I woke up this morning on my couch. I wasn’t just on my couch. I was on top of the pillow that provides the back support on my couch. Yes, like a cat, I was precariously hanging on top of my couch. Lrudlrick was on his man chair working.
I have a tendency to fall asleep on the couch whenever Lrudlrick works late. It’s been a habit for quite sometime. I just don’t know how I got to sleeping on top of the pillow.
I still haven’t found my id. Numerous calls to the MTA and visits to the campus security office have turned up nothing. I guess I’ll have to go to HR next week and pay the $15 penalty. I’ve resigned myself to the fact that my one and only id photo that looks like me is gone forever.

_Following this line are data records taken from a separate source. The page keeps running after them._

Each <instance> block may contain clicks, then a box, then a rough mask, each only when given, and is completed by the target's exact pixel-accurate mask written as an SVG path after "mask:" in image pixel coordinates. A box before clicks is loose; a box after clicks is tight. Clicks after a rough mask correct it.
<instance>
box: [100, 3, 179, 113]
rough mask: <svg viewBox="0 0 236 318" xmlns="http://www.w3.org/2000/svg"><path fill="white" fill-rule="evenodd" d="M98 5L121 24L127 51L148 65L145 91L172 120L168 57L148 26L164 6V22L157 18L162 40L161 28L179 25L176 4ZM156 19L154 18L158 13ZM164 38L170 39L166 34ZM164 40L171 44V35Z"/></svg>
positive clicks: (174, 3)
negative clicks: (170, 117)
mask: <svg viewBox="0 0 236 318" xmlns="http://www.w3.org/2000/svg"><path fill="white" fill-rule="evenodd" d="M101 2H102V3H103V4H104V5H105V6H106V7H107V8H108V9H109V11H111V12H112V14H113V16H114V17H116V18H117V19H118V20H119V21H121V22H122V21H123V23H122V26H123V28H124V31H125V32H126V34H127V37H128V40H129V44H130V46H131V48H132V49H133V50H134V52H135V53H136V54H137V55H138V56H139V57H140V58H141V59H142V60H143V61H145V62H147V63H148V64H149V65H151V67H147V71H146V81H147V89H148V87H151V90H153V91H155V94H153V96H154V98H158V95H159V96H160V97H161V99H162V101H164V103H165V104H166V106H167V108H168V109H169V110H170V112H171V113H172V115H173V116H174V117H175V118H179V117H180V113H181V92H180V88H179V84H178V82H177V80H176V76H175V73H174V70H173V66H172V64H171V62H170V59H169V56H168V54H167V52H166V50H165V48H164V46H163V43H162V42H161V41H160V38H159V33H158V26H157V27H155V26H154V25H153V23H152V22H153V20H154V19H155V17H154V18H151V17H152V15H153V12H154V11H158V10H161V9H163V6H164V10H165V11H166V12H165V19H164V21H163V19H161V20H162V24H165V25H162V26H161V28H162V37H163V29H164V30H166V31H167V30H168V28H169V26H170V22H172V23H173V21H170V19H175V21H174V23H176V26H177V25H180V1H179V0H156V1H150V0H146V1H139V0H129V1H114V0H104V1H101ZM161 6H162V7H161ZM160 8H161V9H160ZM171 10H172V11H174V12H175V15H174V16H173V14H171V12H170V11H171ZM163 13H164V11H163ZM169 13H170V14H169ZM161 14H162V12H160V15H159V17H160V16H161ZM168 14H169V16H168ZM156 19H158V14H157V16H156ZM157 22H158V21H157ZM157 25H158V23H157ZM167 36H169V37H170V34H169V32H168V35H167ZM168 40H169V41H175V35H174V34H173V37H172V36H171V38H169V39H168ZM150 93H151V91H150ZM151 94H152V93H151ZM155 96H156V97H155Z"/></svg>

My id had a decent photo of me. This is rare. I’m not a good id picture taker. I’ve fallen off of stools, smiled at the wrong camera and even once was so pale I blended in with the white background. All you saw was black hair, two beady eyes and red lips.
I try. I really do. I make sure broccoli isn’t stuck on my teeth. I make sure my lip gloss isn’t running off my face and my hair isn’t standing on end. I think it’s because I have soft features and soft features don’t stand out in a flat photo.
I was proud of my id photo. It actually looked like me. Now I’m wishing I kept my hair appointment last week. I’m desperately in need of a hair cut.
Dear photo id, goodbye. We’ve shared some great memories. I’ll always remember you. You were the first id that looked decent. I can only hope you’re not wedged somewhere in a Manhattan bus’ undercarriage. Godspeed, my dear id. You are gone but not forgotten. R.I.P.